Pero todo acaba pronto, ¡oh dolor!, en este infame mundo, y los ensueños del joven Franz no pudieron sustraerse a tamaña ley. Llegó, al fin, cierto día a la ciudad en cuya universidad enseñaba Samuel Klaus, su viejo profesor de violín. Cuando este santo anciano vio pobre, huérfano y solo a su discípulo favorito, sintió centuplicársele el cariño que hacia el Muchacho sentía, y estrechándole contra su noble corazón le adoptó generoso como hijo.

El violinista Klaus parecía evocar con su grotesca y oronda persona las románicas tallas medievales, pero, desmintiendo aquellas sus apariencias de trasgo o duende fantástico, gozaba de uno de los más grandes corazones, de un alma de ternuras femeniles y de una abnegación no inferior a la de cualquiera de los mártires del Cristianismo. Al referirle su joven discípulo la historia de los últimos años de su ausencia, el viejo maestro le tomó por la mano y llevándole a su estudio le dijo tan sólo:

– Abandona la vida errabunda y quédate aquí conmigo. Podrás lograr gloria y dinero. Yo, anciano y sin familia, no seré más que un padre para ti. Vivamos, pues, juntos, olvidando todo lo de este mundo, salvo la gloria que en breve tiempo conquistaremos.
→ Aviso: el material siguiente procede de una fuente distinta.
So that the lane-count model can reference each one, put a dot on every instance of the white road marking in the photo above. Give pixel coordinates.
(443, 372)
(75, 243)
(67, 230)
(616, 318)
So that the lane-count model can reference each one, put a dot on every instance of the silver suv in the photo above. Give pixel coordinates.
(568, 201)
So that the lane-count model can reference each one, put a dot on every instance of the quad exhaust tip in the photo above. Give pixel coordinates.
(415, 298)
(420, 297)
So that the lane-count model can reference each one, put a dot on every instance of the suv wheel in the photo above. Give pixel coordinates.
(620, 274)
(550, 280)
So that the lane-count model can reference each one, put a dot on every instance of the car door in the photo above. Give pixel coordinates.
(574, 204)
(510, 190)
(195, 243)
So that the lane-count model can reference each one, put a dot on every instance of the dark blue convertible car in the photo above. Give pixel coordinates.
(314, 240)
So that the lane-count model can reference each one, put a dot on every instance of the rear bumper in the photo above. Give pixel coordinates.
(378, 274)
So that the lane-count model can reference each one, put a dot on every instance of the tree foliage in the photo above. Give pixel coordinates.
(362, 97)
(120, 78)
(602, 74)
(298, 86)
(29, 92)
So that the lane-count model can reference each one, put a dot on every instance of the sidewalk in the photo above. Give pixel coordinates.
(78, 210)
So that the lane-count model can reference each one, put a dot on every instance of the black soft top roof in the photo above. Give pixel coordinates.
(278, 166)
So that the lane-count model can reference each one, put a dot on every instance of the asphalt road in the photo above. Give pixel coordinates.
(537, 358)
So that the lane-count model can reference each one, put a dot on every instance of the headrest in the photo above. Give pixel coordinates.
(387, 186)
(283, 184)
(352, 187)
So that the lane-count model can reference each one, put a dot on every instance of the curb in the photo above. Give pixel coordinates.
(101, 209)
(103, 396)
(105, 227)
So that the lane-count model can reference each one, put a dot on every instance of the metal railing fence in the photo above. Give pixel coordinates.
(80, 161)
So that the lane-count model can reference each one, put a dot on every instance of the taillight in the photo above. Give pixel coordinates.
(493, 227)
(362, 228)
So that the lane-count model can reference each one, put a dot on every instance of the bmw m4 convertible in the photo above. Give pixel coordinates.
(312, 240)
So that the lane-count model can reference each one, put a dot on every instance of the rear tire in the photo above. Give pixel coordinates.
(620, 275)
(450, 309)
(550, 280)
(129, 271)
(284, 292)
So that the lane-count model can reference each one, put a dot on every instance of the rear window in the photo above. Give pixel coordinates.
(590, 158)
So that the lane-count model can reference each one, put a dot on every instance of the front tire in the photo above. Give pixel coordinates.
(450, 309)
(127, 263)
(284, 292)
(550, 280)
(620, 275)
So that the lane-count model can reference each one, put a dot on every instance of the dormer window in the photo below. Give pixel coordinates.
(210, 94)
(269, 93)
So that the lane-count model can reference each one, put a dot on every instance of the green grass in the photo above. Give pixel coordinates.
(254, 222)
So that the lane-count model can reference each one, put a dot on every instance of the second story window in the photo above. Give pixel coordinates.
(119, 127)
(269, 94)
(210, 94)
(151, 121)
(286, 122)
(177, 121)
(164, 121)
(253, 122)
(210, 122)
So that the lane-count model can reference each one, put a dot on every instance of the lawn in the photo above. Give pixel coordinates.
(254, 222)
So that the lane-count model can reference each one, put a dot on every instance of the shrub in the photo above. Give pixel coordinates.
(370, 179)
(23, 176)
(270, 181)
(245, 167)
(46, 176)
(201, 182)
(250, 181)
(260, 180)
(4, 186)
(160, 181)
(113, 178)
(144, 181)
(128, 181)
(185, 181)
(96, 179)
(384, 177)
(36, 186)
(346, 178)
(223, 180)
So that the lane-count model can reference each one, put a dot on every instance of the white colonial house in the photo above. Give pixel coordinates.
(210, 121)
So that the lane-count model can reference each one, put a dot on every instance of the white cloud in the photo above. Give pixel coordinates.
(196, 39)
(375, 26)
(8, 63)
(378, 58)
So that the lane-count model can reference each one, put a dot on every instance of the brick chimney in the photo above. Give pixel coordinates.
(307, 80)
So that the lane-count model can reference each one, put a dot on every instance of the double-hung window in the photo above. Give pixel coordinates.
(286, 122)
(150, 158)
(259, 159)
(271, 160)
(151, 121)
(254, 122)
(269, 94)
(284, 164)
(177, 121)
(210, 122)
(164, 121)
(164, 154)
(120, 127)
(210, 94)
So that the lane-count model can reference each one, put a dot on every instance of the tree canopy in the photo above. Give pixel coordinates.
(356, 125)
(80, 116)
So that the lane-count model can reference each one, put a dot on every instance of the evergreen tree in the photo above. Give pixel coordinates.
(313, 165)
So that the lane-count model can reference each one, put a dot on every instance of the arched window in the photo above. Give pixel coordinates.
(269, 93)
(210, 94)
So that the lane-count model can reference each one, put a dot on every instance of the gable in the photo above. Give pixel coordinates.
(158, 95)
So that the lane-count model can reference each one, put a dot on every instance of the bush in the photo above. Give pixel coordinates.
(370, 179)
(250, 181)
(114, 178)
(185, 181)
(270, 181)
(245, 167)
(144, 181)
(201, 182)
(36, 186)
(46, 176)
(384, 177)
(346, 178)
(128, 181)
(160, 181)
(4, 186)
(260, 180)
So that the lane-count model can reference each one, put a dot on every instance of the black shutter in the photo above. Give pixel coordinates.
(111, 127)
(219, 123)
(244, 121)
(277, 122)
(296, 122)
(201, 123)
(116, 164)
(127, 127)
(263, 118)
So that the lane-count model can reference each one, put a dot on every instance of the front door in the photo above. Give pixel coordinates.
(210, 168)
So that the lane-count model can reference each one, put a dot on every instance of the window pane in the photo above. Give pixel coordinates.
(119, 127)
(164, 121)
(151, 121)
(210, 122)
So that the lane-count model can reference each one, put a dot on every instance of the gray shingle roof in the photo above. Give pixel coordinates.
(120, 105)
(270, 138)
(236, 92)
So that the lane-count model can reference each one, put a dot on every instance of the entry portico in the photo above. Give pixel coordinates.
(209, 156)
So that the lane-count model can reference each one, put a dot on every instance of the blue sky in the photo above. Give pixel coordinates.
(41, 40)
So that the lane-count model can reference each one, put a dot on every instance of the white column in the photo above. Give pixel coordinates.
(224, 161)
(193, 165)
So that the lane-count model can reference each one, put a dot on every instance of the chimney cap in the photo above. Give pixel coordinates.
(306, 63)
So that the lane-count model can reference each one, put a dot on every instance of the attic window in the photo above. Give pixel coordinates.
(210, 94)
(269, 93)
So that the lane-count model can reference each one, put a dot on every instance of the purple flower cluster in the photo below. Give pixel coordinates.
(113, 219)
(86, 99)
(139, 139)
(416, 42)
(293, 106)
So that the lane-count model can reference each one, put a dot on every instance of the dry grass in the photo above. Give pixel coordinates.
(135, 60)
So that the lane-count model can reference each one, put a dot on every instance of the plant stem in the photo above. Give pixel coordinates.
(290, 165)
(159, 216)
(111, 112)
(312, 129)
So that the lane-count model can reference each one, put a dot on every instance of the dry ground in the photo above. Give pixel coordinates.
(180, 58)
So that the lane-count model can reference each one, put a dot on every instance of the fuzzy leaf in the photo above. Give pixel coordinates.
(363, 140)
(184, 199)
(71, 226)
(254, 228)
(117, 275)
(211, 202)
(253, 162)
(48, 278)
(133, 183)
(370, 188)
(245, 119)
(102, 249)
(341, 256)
Maestro y discípulo acordaron ambos pasar a París, tocando en varias ciudades alemanas del camino. Con ello, el joven Franz olvidó en breve su vida vagabunda; desechó las nostalgias de su independencia artística, despertándose, en cambio, su antigua y dormida ambición de lauros y de oro. Contento desde la muerte de su madre con el aplauso de los dioses moradores de su volcánica fantasía, quería además el aplauso también de los hombres mortales. Bajo la severa enseñanza de Klaus, su talento musical nativo ganaba en vigor y en magia cada día, extendiéndose la fama de sus méritos rápidamente por ciudades y villas. Las más geniales mentalidades de varios centros le proclamaron pronto violinista sin rival, el violinista único, con lo cual no hay que añadir que perdieron la cabeza al fin, tanto el maestro como el discípulo.

Mas la capital de Francia no le concedió de buenas a primeras al joven tamaña reputación, porque es sabido que París acostumbra a hacerse por si mismo las reputaciones, sin aceptarlas bajo la fe de otros. Así que el violinista Franz llevaba ya allí tres años y remontaba aún por la áspera pendiente de su calvario como artista, cuando le acaeció un suceso que llegó a marchitar todos sus ensueños de gloria. El primer concierto de Paganini puso a la ciudad-luz en intensa conmoción. El maestro italiano apareció, y Lutecia entera cayó a sus pies.